The Quarantine Tapes

The Quarantine Tapes 172: Danielle Spencer

Episode Summary

“One of the focuses [of Narrative Medicine] is to try to elevate the voices of people who are traditionally disempowered in these spaces.”

Episode Notes

On episode 172 of The Quarantine Tapes, Paul Holdengräber is joined by Danielle Spencer. Danielle’s most recent book is Metagnosis: Revelatory Narratives of Health and Identity. Danielle and Paul talk about how her book examines the phenomenon of learning as an adult about a longstanding medical condition.

Danielle tells Paul about the inspiration that led her to write this book and explains how the book fits into her field of narrative medicine. They discuss the relationship between medicine and storytelling and how examining that relationship can help to address some of the ongoing issues with the healthcare system.

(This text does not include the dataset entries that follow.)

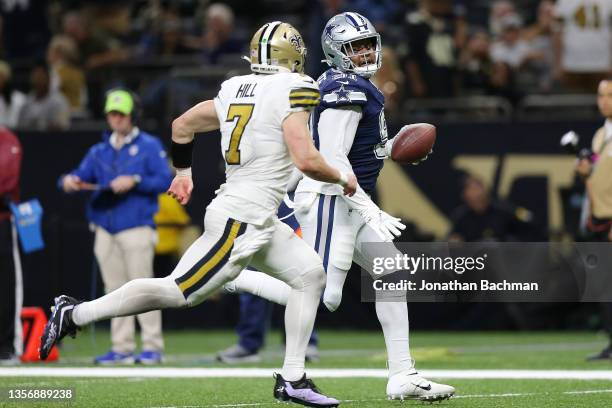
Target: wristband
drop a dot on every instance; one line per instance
(181, 154)
(183, 172)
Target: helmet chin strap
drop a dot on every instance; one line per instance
(269, 69)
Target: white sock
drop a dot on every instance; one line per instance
(393, 318)
(300, 315)
(262, 285)
(135, 297)
(332, 296)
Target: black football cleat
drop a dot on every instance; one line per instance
(59, 325)
(302, 391)
(605, 354)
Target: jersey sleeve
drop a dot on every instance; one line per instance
(297, 93)
(303, 94)
(344, 91)
(220, 101)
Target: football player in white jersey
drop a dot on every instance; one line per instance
(350, 131)
(263, 118)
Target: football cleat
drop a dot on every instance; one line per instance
(149, 357)
(302, 391)
(604, 354)
(115, 358)
(410, 385)
(59, 325)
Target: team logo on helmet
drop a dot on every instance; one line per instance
(297, 42)
(329, 29)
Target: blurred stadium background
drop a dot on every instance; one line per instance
(483, 72)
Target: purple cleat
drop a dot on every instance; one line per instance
(302, 391)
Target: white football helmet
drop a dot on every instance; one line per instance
(337, 40)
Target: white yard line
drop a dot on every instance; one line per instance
(512, 395)
(195, 372)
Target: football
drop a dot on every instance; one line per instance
(413, 143)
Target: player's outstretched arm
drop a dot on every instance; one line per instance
(201, 118)
(307, 158)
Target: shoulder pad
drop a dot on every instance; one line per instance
(344, 89)
(303, 92)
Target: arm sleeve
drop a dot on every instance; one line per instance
(299, 93)
(157, 177)
(336, 130)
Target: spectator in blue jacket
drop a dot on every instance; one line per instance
(126, 172)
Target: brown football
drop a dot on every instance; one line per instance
(413, 143)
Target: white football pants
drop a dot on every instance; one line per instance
(226, 248)
(338, 235)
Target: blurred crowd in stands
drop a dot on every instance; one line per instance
(57, 58)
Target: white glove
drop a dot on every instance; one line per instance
(386, 226)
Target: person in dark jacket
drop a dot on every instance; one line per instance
(11, 287)
(126, 172)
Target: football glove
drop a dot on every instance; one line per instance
(385, 226)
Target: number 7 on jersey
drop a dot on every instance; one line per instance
(242, 111)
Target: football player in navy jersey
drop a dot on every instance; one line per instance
(350, 131)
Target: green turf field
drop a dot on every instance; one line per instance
(433, 351)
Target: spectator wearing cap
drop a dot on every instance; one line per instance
(539, 35)
(583, 55)
(435, 33)
(66, 77)
(11, 100)
(44, 109)
(218, 37)
(125, 171)
(510, 49)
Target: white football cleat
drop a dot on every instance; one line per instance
(410, 385)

Danielle Spencer is a scholar and writer, author of Metagnosis: Revelatory Narratives of Health and Identity, just released by Oxford University Press. Metagnosis names and explores the experience of learning in adulthood of a longstanding undetected condition, such as mid-life ADHD diagnoses. 

Sparked by her experience working with David Byrne (who self-diagnosed with Asperger Syndrome; Spencer was Byrne’s Art Director for a decade) and then animated by her own metagnostic experience, the book explores the ways metagnosis subverts customary terms and categories such as disease, disability, etc., and often prompts its own distinctive narrative arc. Drawing upon a wide range of sources—from Aristotle to Blade Runner—the book also situates metagnosis in relation to genetic revelations and the broader discourses concerning identity. Spencer proposes that better understanding metagnosis will not simply aid those directly affected, but will serve as a bellwether for how we will all navigate advancing biomedical and genomic knowledge, and how we may fruitfully interrogate the very notion of identity. 


Spencer is the Academic Director of the Columbia University Master of Science in Narrative Medicine Program. Narrative Medicine is a method of fortifying clinical practice with attentiveness to narrative as well as an evolving transdisciplinary field which investigates illness, health, healthcare, and social justice. Her scholarly and creative work appears in diverse outlets, from The Lancet to Ploughshares, and she is a co-author of Perkins-Prize-winning The Principles and Practice of Narrative Medicine (OUP, 2017). Formerly artist/musician David Byrne’s Art Director, Spencer holds a B.A. from Yale University, an M.S. in Narrative Medicine from Columbia University, and a Ph.D. from Johannes Gutenberg University Mainz. She is a 2019 MacDowell Fellow and 2021 Yaddo Fellow. Spencer lives in New York city.